There was a lot going on in the SOA space during the year 2009 -- many organizations were in the midst of finding new ways to service-orient their operations. Here are some of the actual business cases published here in the pages of SOA in Action over the past 12 months.
To bring rock 'n roll out of the 1980s: Spinal Tap, the "world's loudest band" is still together, and, we're pleased to learn, has adopted service oriented architecture. Kim
Nash reports in Network World that Spinal Tap's music promoter, Artist 2 Market, has turned to SOA to enable clients and their entourages to access applications via the Web as well as mobile phones that help connect with fans, track CD sales, and manage targeted promotions.

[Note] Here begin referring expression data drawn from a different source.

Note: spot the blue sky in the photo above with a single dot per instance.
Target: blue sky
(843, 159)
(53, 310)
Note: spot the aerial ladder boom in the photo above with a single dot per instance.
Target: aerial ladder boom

To bring big financial institutions out of the 1980s: Service oriented architecture initiatives at the two biggest banks -- Bank of America and Citigroup -- have helped these institutions overcome the limitations of legacy systems. At Citigroup, the company's CitiDirect BE (for "banking evolution") cash management platform includes user-generated content and a video channel. The result is a "flexible portal" that serves more than 300,000 business users worldwide. At BofA, the bank "is developing a payments hub that it expects to handle transactions for a wide range of cash management customers, domestic and international, from small and midsize businesses to large corporate and trust clients." BofA will use the payments hub to streamline its internal systems into a single payment-processing platform that spans all customer channel.
To save trees (indirectly): The US Forest Service employed business mashups to reconstruct help desk software. Currently the USFS estimates it saved nearly forty process hours while clearing duplicate help desk tickets. The result was a better link between business and IT departments.
To better integrate plant information: Schneider Electric,one of the world's largest equipment and solution providers, enabled its Australian unit to help its manufacturing customers to better leverage its infrastructure with service-oriented approaches. In the case of Schneider, SOA is playing a role in underpinning its SCADA (Supervisory Control and Data Acquisition) offerings, which enables businesses to integrate their plant information for the benefit of increased output and simpler maintenance.
To help cities run better and cleaner: The San Francisco Public Utilities Commission employed SOA-based technology to track down missing sewer and storm drain covers. This may sound trivial in the scheme of things, but these days, municipal governments are strapped for funds, and the loss of sewer grates could add into the millions. In addition, SOA is also playing a key role in cleaning up pollution in San Francisco Bay and nearby Pacific Ocean. The key is insight provided by the SOA-based system that monitors discharges into the water.
To help make submarines smarter: The US Navy is turning to SOA-based approaches to make life easier for 21st Century submarine crews. The Navy is designing and retrofitting submarines with improved sensors, weapons, and communications systems. As part of this initiative, the Navy has commissioned a semantic service-oriented framework to represent and fuse submarine sensor information and provide decision support -- the 'semantic glue' needed to fuse multi-source sensor data in a meaningful way. Called Wave-SOS technology, the Navy will be able to increase understanding of sensor data, thereby increasing their ability to identify threats with confidence.
To speed up the defense bureaucracy: Speaking at an ebizQ roundtable on government SOA implementations, Dan Risacher, staff member with the CIO's office at the Department of Defense (DoD), says the department is employing SOA to facilitate faster turnaround of IT capabilities, Risacher continued. "We're trying to influence acquisition strategy needs to focus on smaller and shorter deliverables, so we can task as we learn, reduce risks, and get those capabilities out faster. We're focusing on standards and open architecture, and how to share some IT resources. It's a big, difficult shift for an organization as large as defense department."